Only about a third of communities in the Northeast have completed tree inventories, according to the estimates of John Parry, a forester with the Urban Forestry Program for New England and New York. Nationally, Mr. Parry said, the figure is probably lower.
Worcester had the foresight to inventory earlier than most — in 1986 — but it stopped short at that time of making the changes the inventory showed were necessary.
“If Worcester had had the money and expertise to diversify plantings after the 1986 inventory showed there were too many maples,” said David Bloniarz, a scientist with the Forest Service, “things wouldn’t have been so bad today.”

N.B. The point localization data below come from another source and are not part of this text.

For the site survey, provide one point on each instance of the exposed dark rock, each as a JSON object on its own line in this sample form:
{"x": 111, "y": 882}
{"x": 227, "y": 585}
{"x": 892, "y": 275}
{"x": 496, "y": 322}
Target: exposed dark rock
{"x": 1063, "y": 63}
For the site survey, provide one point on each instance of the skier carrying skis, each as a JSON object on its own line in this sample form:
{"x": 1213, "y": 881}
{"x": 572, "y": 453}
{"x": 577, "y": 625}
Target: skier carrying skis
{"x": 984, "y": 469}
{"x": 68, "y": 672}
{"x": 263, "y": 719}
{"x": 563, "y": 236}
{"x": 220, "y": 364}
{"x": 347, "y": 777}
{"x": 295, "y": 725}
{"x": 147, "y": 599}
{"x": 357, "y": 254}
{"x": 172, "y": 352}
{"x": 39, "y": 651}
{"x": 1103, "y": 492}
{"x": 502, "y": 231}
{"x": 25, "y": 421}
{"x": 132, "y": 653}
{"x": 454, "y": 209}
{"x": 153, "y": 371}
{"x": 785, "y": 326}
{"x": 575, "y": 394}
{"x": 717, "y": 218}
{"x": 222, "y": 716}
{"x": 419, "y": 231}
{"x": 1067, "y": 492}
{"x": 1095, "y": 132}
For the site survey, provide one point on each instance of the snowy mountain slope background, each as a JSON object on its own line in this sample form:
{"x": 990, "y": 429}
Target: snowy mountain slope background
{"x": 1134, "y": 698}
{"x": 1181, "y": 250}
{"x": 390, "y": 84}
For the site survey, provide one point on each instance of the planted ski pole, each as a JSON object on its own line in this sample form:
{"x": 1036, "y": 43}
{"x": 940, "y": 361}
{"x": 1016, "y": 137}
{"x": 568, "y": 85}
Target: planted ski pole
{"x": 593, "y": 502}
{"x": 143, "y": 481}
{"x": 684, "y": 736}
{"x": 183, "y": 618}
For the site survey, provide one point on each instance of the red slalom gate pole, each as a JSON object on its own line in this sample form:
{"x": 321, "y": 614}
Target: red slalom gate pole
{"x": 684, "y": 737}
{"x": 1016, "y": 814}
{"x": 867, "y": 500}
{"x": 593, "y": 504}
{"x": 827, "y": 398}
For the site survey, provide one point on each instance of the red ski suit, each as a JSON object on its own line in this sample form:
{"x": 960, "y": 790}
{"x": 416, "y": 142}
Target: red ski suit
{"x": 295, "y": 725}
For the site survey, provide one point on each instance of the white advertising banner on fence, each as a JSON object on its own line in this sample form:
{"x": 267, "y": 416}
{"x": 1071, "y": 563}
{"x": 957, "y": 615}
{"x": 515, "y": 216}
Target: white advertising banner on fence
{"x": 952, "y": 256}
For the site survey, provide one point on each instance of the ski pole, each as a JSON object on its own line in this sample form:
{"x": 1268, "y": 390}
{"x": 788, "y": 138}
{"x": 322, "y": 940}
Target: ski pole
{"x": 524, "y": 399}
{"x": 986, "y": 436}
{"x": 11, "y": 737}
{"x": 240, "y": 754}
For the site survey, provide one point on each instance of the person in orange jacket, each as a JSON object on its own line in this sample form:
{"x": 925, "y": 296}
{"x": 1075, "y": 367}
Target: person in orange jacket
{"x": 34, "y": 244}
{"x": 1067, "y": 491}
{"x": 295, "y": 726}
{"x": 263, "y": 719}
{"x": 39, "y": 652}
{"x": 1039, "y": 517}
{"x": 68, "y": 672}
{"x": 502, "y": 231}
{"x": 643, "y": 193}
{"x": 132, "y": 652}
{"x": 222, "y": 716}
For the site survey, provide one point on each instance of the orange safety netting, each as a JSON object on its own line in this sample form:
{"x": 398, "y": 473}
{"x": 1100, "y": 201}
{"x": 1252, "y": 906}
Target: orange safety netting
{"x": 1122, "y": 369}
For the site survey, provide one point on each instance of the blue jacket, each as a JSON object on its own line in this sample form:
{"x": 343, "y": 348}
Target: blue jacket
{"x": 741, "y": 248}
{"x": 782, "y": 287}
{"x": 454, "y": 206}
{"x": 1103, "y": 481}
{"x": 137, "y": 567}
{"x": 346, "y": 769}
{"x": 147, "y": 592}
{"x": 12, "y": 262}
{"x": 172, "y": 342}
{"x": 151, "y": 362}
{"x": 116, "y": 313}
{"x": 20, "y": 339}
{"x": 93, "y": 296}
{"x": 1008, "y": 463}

Ithaca, N.Y., doubled its tree diversity after completing an inventory in 1997, said its urban forester, Andy Hilman. Ithaca went from having 200 tree varieties to more than 450, he said.
Ithaca has been a testing ground for new technology developed by the Forest Service that helps inventory takers determine whether pests are responsible for a tree’s abnormal appearance. They enter any symptoms they spot, like small holes in a tree, into a hand-held computer and it tells them which pests could be responsible.
A team of professional inventory takers hired by Worcester failed to notice the beetles in 2006, Mr. Bohne said.
“If they’d had that pest detection software when they did the Worcester inventory,” Mr. Hilman said, “and if they had noticed small holes and sawdust piles, then that could have led to earlier detection.”
With the software improving, cities throughout the country look to tree inventories as having the potential to save millions of dollars. And many are recruiting local volunteers to do such inventories, an option that foresters endorse because it means more people are trained to look for signs of pests.
“In most cases the Asian long-horned beetle was first detected by residents,” said Keith Cline, program manager with the Urban and Community Forestry Program.
In Worcester, Donna Massie, a resident of Greendale, first noticed the beetle this summer and reported it to the authorities. Ms. Massie is eager to help with eradication efforts, but other residents are angry that the beetle went undetected for so long.
“It seems to me that Worcester just drags its feet,” said Donald Huard, 58, a handyman who lives on an affected street. “And now look; the problem is so big it’s really going to change our landscape.”
Ms. Massie, 53, is trying to get her neighbors to stay positive and informed through her Web site, asianlonghornedbeetleitems.com, which also sells beetle-themed goods like lacquered frozen beetles in wooden boxes and beetle Christmas ornaments. She plans to give half her proceeds to the city for replanting.
“Some people blame the government for catching the problem after the beetles already had time to spread,” she said. “But, really, it’s the beetle’s fault, and we’re all responsible, so the best thing to do now is to get educated and deal with the situation before it gets even bigger.”